Re: copy on write for splice() from file to pipe?
From: Linus Torvalds
Date: Fri Feb 10 2023 - 12:47:53 EST
On Fri, Feb 10, 2023 at 9:23 AM Linus Torvalds
<torvalds@xxxxxxxxxxxxxxxxxxxx> wrote:
>
> And when it comes to networking, in general things like TCP checksums
> etc should be ok even with data that isn't stable. When doing things
> by hand, networking should always use the "copy-and-checksum"
> functions that do the checksum while copying (so even if the source
> data changes, the checksum is going to be the checksum for the data
> that was copied).
>
> And in many (most?) smarter network cards, the card itself does the
> checksum, again on the data as it is transferred from memory.
>
> So it's not like "networking needs a stable source" is some really
> _fundamental_ requirement for things like that to work.
>
> But it may well be that we have situations where some network driver
> does the checksumming separately from then copying the data.

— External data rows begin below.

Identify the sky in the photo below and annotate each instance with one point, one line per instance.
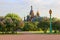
(22, 7)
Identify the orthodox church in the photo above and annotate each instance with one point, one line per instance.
(31, 17)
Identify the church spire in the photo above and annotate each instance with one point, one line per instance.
(38, 13)
(32, 12)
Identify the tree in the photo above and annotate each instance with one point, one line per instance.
(2, 24)
(43, 24)
(56, 26)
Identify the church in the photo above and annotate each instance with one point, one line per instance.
(31, 17)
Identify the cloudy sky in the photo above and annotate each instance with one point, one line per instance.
(22, 7)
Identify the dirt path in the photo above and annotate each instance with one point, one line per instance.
(30, 37)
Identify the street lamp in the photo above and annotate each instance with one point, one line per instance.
(50, 12)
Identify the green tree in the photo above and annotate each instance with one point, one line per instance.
(43, 24)
(14, 21)
(30, 26)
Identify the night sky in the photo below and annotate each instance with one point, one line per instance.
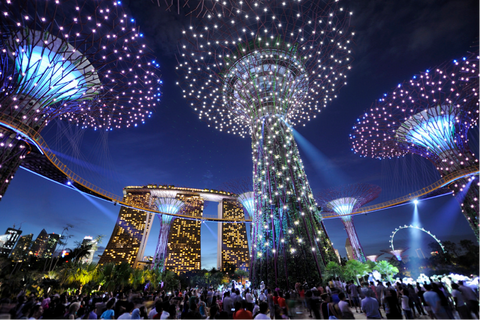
(394, 40)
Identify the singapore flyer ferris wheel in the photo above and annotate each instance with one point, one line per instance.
(418, 228)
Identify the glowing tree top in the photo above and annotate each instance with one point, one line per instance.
(347, 199)
(82, 61)
(429, 115)
(202, 8)
(285, 58)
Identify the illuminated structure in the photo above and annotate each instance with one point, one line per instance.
(247, 200)
(10, 240)
(345, 200)
(430, 116)
(273, 65)
(201, 8)
(373, 257)
(92, 244)
(22, 249)
(184, 249)
(169, 205)
(40, 244)
(131, 231)
(72, 60)
(349, 249)
(232, 237)
(133, 227)
(417, 228)
(397, 253)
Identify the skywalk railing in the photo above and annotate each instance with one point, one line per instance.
(33, 135)
(444, 181)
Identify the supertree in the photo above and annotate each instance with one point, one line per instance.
(243, 189)
(80, 61)
(373, 257)
(345, 200)
(430, 116)
(201, 8)
(167, 205)
(272, 65)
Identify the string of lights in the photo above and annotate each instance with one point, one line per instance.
(345, 200)
(172, 206)
(429, 115)
(269, 67)
(79, 61)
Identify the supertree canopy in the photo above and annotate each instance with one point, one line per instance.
(80, 61)
(274, 64)
(430, 116)
(202, 8)
(167, 205)
(345, 200)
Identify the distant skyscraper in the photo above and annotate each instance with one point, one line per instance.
(22, 249)
(92, 244)
(9, 241)
(232, 237)
(40, 244)
(184, 250)
(52, 242)
(132, 229)
(129, 237)
(349, 249)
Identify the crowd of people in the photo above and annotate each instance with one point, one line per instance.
(338, 300)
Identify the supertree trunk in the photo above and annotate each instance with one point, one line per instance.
(352, 235)
(161, 251)
(12, 153)
(287, 244)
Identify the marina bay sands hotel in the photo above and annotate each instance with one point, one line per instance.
(132, 229)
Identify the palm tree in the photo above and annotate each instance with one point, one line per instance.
(333, 270)
(387, 269)
(154, 276)
(353, 269)
(78, 274)
(137, 278)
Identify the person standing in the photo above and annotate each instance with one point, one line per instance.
(370, 306)
(391, 306)
(380, 289)
(433, 301)
(407, 311)
(228, 305)
(353, 292)
(262, 315)
(470, 296)
(271, 305)
(460, 304)
(347, 314)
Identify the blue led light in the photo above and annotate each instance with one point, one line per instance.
(437, 133)
(44, 73)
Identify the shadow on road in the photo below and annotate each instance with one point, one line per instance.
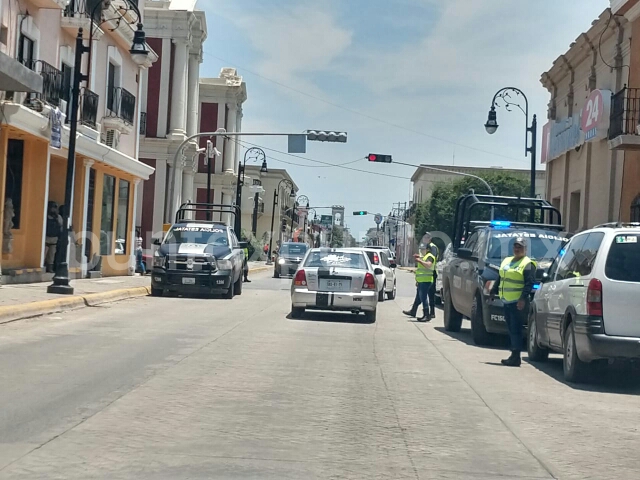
(499, 342)
(329, 317)
(622, 378)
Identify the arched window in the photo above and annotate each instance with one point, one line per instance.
(635, 209)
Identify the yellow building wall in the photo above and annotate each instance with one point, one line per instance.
(27, 240)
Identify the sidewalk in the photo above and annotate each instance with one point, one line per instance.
(30, 300)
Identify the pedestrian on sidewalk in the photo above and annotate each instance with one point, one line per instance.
(52, 234)
(425, 266)
(246, 266)
(514, 286)
(140, 268)
(429, 247)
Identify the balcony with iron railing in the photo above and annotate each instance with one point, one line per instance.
(624, 128)
(120, 111)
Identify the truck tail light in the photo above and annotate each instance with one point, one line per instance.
(300, 279)
(594, 298)
(369, 282)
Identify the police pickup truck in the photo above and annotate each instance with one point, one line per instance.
(473, 269)
(198, 257)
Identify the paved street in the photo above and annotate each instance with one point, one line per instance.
(198, 388)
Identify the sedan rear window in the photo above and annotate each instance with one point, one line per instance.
(336, 259)
(623, 261)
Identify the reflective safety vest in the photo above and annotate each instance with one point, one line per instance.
(512, 278)
(424, 274)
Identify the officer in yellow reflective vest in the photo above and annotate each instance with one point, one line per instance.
(245, 268)
(517, 277)
(425, 266)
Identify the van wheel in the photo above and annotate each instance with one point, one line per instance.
(370, 317)
(231, 292)
(478, 330)
(575, 370)
(238, 286)
(452, 318)
(534, 350)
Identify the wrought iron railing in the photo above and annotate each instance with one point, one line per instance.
(143, 123)
(625, 112)
(89, 108)
(51, 84)
(121, 104)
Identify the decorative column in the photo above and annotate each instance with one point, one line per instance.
(132, 234)
(188, 179)
(85, 214)
(192, 94)
(179, 89)
(230, 150)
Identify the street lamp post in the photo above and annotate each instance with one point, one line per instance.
(492, 125)
(253, 153)
(276, 194)
(139, 55)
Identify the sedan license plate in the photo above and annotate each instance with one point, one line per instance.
(328, 285)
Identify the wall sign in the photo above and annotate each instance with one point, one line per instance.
(594, 120)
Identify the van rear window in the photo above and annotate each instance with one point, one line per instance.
(623, 261)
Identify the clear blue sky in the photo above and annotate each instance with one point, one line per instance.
(411, 78)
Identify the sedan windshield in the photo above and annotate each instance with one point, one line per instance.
(198, 235)
(540, 244)
(320, 259)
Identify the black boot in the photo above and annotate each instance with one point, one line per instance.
(513, 360)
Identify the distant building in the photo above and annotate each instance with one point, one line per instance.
(424, 180)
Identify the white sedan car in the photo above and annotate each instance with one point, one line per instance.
(336, 279)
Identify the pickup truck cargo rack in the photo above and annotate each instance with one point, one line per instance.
(466, 205)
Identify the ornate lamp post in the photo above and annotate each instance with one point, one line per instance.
(276, 194)
(139, 55)
(491, 126)
(253, 154)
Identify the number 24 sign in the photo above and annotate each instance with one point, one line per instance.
(595, 115)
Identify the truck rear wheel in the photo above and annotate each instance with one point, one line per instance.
(452, 318)
(478, 331)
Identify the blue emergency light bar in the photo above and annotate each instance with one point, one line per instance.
(500, 223)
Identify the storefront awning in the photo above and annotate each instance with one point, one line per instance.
(15, 77)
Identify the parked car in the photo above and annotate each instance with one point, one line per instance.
(288, 258)
(387, 279)
(442, 262)
(336, 279)
(587, 306)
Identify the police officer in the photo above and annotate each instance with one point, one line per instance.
(517, 277)
(425, 266)
(245, 268)
(431, 247)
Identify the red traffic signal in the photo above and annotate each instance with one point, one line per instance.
(376, 157)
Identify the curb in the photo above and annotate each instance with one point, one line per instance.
(12, 313)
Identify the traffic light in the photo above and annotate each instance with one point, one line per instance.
(376, 157)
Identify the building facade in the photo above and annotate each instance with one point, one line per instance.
(40, 35)
(285, 216)
(170, 111)
(424, 179)
(590, 142)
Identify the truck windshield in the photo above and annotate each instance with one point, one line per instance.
(298, 249)
(198, 235)
(540, 244)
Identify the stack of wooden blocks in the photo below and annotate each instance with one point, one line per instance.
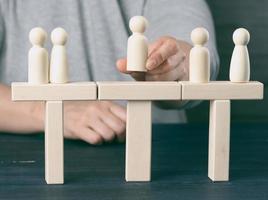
(140, 96)
(138, 134)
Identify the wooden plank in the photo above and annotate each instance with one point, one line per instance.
(24, 91)
(139, 90)
(54, 172)
(138, 141)
(219, 140)
(221, 90)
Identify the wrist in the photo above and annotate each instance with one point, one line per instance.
(37, 113)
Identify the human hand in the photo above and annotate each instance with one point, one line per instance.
(94, 121)
(168, 60)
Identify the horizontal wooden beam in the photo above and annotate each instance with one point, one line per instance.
(221, 90)
(140, 90)
(54, 92)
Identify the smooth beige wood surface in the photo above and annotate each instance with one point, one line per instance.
(54, 92)
(140, 90)
(138, 141)
(219, 140)
(54, 155)
(221, 90)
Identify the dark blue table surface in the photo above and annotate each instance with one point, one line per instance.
(179, 167)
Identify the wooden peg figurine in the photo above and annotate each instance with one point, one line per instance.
(240, 64)
(38, 65)
(137, 49)
(199, 66)
(58, 62)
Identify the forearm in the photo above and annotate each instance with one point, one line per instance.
(19, 117)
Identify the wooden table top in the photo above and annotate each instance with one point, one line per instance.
(179, 167)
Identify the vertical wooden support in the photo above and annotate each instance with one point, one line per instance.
(138, 141)
(219, 140)
(54, 172)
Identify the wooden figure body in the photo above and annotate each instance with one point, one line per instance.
(58, 60)
(38, 65)
(240, 63)
(199, 66)
(137, 50)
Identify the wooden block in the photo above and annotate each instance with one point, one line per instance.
(54, 172)
(139, 90)
(219, 140)
(221, 90)
(54, 92)
(138, 141)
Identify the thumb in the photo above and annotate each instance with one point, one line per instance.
(121, 65)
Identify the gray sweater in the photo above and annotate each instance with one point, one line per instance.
(98, 32)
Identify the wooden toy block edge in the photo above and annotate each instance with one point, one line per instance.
(23, 91)
(139, 90)
(221, 90)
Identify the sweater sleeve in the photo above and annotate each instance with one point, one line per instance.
(178, 18)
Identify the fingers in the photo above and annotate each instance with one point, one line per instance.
(119, 111)
(121, 65)
(103, 130)
(168, 65)
(162, 53)
(115, 123)
(90, 136)
(175, 74)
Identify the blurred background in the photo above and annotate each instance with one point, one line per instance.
(229, 15)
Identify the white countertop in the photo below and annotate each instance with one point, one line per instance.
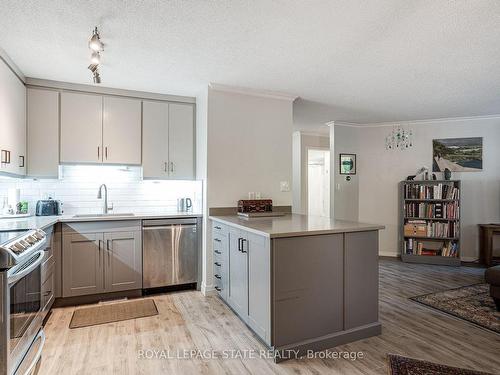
(294, 225)
(40, 222)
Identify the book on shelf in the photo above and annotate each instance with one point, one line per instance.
(440, 210)
(423, 228)
(446, 249)
(438, 191)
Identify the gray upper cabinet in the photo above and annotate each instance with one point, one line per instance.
(155, 140)
(168, 141)
(123, 253)
(43, 133)
(238, 273)
(97, 129)
(83, 264)
(12, 123)
(121, 131)
(81, 128)
(181, 141)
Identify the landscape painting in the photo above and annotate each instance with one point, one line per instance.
(457, 154)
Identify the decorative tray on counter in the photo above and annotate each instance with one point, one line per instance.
(249, 215)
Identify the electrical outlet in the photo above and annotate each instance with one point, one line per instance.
(284, 186)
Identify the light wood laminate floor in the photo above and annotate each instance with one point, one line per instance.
(189, 321)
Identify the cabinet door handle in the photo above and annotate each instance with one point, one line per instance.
(99, 245)
(109, 248)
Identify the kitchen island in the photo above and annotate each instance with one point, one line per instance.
(301, 283)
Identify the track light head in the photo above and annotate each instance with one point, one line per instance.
(95, 58)
(95, 43)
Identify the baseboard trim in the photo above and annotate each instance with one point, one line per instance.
(388, 254)
(299, 349)
(208, 290)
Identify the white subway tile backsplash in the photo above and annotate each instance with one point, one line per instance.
(78, 185)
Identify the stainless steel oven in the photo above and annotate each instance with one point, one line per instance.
(21, 332)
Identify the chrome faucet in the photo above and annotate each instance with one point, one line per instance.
(106, 208)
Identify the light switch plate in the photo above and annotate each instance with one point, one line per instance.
(284, 186)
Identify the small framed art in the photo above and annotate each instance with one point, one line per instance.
(347, 163)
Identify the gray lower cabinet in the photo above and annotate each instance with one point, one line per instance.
(103, 261)
(238, 273)
(123, 269)
(242, 271)
(83, 264)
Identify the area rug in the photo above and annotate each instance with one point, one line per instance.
(113, 312)
(408, 366)
(472, 303)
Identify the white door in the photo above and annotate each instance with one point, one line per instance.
(155, 140)
(181, 141)
(81, 128)
(318, 182)
(122, 131)
(43, 133)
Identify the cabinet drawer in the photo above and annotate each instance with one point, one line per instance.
(218, 230)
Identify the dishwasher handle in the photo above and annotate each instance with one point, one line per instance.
(168, 222)
(169, 227)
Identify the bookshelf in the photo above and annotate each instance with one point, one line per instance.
(430, 222)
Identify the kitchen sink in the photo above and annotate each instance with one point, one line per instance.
(103, 215)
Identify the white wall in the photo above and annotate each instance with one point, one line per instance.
(380, 171)
(345, 193)
(302, 142)
(249, 148)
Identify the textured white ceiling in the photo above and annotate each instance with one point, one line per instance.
(371, 61)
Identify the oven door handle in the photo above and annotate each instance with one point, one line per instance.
(18, 276)
(41, 336)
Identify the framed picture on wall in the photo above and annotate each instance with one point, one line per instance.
(347, 163)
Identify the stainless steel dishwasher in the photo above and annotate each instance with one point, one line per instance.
(170, 252)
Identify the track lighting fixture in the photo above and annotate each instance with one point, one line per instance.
(96, 46)
(95, 58)
(95, 43)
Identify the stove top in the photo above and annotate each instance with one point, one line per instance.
(17, 246)
(8, 235)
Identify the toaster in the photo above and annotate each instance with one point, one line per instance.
(49, 207)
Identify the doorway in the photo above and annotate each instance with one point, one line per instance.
(318, 182)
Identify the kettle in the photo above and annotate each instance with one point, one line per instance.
(184, 204)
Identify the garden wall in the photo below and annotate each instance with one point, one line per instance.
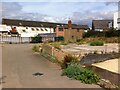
(54, 52)
(105, 74)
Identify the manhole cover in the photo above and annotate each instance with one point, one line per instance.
(38, 74)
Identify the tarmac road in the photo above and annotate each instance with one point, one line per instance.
(19, 63)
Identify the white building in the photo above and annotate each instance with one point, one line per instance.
(117, 20)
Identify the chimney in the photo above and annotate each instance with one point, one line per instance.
(69, 24)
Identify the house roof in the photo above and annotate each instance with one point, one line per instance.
(101, 24)
(74, 26)
(27, 23)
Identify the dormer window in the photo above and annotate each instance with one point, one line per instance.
(33, 29)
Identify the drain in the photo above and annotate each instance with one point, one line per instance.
(38, 74)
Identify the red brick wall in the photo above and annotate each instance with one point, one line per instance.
(59, 33)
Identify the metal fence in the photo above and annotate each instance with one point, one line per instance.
(14, 39)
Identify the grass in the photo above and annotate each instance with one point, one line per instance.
(36, 48)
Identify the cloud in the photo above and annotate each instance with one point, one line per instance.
(80, 15)
(87, 16)
(11, 9)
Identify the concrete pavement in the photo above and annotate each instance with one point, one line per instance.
(19, 64)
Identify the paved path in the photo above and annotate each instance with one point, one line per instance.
(19, 63)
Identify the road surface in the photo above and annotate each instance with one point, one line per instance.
(19, 63)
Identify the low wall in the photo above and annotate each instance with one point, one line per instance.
(105, 74)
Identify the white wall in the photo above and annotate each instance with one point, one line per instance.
(116, 16)
(3, 28)
(30, 33)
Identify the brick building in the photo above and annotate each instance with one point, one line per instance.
(71, 32)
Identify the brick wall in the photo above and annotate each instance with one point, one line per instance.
(53, 51)
(73, 34)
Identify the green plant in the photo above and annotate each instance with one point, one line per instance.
(53, 59)
(35, 48)
(64, 43)
(56, 45)
(96, 43)
(67, 60)
(75, 71)
(36, 39)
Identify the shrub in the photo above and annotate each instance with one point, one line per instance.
(75, 71)
(96, 43)
(67, 60)
(36, 39)
(56, 45)
(36, 48)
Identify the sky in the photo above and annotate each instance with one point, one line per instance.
(79, 11)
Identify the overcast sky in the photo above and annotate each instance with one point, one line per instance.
(82, 12)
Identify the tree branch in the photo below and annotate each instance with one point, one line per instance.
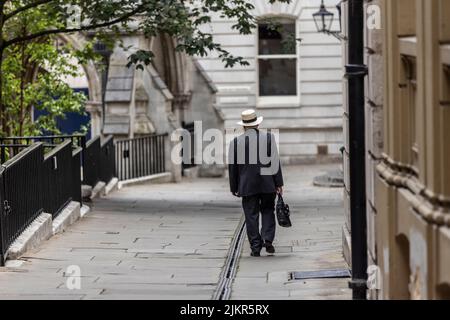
(70, 30)
(26, 7)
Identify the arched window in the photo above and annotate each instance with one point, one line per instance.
(277, 59)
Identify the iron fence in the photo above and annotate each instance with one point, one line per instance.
(76, 175)
(22, 197)
(107, 160)
(43, 174)
(190, 128)
(91, 163)
(140, 157)
(58, 183)
(11, 146)
(2, 224)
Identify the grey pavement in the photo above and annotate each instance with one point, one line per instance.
(314, 243)
(170, 241)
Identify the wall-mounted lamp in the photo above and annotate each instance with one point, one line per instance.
(324, 21)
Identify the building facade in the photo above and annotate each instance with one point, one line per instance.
(293, 80)
(408, 154)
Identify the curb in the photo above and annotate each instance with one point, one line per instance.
(98, 190)
(67, 217)
(155, 179)
(39, 230)
(112, 186)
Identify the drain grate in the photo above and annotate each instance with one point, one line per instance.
(322, 274)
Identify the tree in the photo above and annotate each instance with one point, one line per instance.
(28, 24)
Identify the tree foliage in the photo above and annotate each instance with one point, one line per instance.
(28, 29)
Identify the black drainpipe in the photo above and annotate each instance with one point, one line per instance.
(355, 73)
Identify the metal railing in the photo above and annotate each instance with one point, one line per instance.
(58, 180)
(76, 175)
(107, 160)
(91, 163)
(22, 197)
(11, 146)
(190, 128)
(45, 176)
(140, 157)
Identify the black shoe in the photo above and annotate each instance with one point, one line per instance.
(269, 248)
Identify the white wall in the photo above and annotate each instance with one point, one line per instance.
(316, 118)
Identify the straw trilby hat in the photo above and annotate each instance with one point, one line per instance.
(250, 119)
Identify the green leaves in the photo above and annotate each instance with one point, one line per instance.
(33, 68)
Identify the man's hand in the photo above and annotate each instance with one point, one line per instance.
(280, 190)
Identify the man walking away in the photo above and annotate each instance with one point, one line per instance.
(256, 176)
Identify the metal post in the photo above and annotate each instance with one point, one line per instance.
(2, 222)
(355, 73)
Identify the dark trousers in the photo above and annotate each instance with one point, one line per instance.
(253, 206)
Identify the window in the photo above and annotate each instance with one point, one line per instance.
(277, 60)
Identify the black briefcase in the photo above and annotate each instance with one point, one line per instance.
(283, 213)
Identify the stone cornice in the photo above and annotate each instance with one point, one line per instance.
(433, 208)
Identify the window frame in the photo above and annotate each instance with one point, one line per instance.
(270, 101)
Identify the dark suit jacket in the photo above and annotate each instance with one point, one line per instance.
(254, 164)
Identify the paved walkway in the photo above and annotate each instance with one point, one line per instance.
(314, 243)
(170, 242)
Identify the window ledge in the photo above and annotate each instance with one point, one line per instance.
(408, 46)
(445, 54)
(278, 101)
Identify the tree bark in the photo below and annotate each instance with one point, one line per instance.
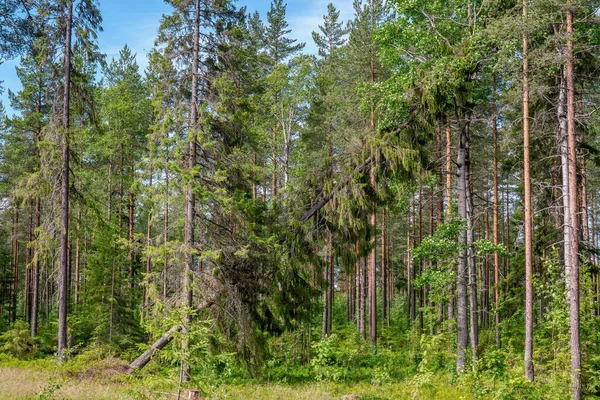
(574, 252)
(528, 213)
(146, 357)
(63, 280)
(449, 172)
(461, 276)
(495, 223)
(190, 197)
(384, 272)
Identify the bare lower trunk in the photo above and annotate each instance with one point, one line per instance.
(495, 227)
(384, 272)
(146, 357)
(574, 253)
(528, 215)
(461, 276)
(449, 170)
(473, 308)
(190, 200)
(63, 279)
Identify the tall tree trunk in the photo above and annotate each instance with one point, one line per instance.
(574, 253)
(165, 280)
(190, 198)
(148, 245)
(473, 307)
(528, 213)
(495, 223)
(363, 302)
(63, 280)
(15, 262)
(461, 276)
(384, 272)
(449, 172)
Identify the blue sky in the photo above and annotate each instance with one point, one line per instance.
(135, 22)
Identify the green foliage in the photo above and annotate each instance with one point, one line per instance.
(18, 341)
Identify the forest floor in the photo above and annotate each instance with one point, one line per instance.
(33, 382)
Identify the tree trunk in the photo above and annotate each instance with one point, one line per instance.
(473, 308)
(148, 245)
(363, 302)
(495, 223)
(449, 172)
(528, 214)
(190, 198)
(461, 276)
(63, 280)
(384, 272)
(146, 357)
(574, 252)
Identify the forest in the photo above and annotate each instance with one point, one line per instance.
(410, 212)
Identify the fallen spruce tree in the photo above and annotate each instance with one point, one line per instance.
(146, 357)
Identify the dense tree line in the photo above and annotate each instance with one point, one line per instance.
(431, 171)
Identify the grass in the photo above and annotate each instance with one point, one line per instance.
(102, 380)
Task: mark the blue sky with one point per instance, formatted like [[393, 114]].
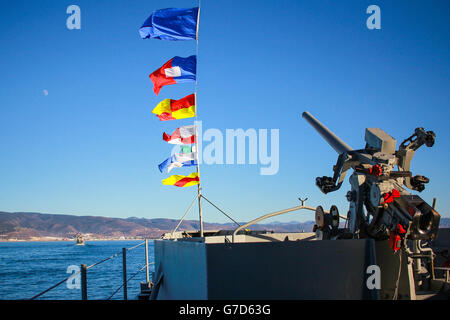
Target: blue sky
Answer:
[[91, 146]]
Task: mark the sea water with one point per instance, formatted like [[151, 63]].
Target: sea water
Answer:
[[28, 268]]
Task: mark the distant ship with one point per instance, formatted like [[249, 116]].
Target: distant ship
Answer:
[[80, 239]]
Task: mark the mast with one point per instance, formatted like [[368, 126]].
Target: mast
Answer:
[[199, 188]]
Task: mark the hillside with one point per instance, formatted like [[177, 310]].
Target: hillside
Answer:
[[25, 226]]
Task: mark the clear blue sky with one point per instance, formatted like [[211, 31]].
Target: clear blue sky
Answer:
[[91, 146]]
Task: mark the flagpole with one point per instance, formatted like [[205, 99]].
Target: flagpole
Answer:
[[199, 189]]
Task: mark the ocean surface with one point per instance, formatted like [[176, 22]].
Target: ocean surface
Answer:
[[28, 268]]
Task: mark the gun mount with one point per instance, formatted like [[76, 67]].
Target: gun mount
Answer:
[[380, 206]]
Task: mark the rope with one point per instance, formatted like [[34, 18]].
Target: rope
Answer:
[[187, 211]]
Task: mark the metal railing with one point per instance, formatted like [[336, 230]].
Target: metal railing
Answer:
[[125, 280]]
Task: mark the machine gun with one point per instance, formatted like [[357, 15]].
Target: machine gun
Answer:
[[380, 206]]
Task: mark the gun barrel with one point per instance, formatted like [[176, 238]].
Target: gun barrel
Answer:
[[333, 140]]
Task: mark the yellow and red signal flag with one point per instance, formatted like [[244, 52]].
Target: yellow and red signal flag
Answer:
[[182, 181], [169, 109]]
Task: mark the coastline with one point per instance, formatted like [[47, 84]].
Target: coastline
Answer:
[[50, 239]]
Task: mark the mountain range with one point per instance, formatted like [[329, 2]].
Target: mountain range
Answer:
[[27, 225]]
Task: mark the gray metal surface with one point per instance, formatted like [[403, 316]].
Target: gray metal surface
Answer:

Ok, so I decided to try to take a look.
Somebody who actually does networking (and drivers in particular)
should probably check this, but it *looks* like the IPv4 TCP case
(just to pick the ony I looked at) gores through
tcp_sendpage_locked(), which does
if (!(sk->sk_route_caps & NETIF_F_SG))
return sock_no_sendpage_locked(sk, page, offset, size, flags);
which basically says "if you can't handle fragmented socket buffers,
do that 'no_sendpage' case".
So that will basically end up just falling back to a kernel
'sendmsg()', which does a copy and then it's stable.
But for the networks that *can* handle fragmented socket buffers, it
then calls do_tcp_sendpages() instead, which just creates a skb
fragment of the page (with tcp_build_frag()).
I wonder if that case should just require NETIF_F_HW_CSUM?
Linus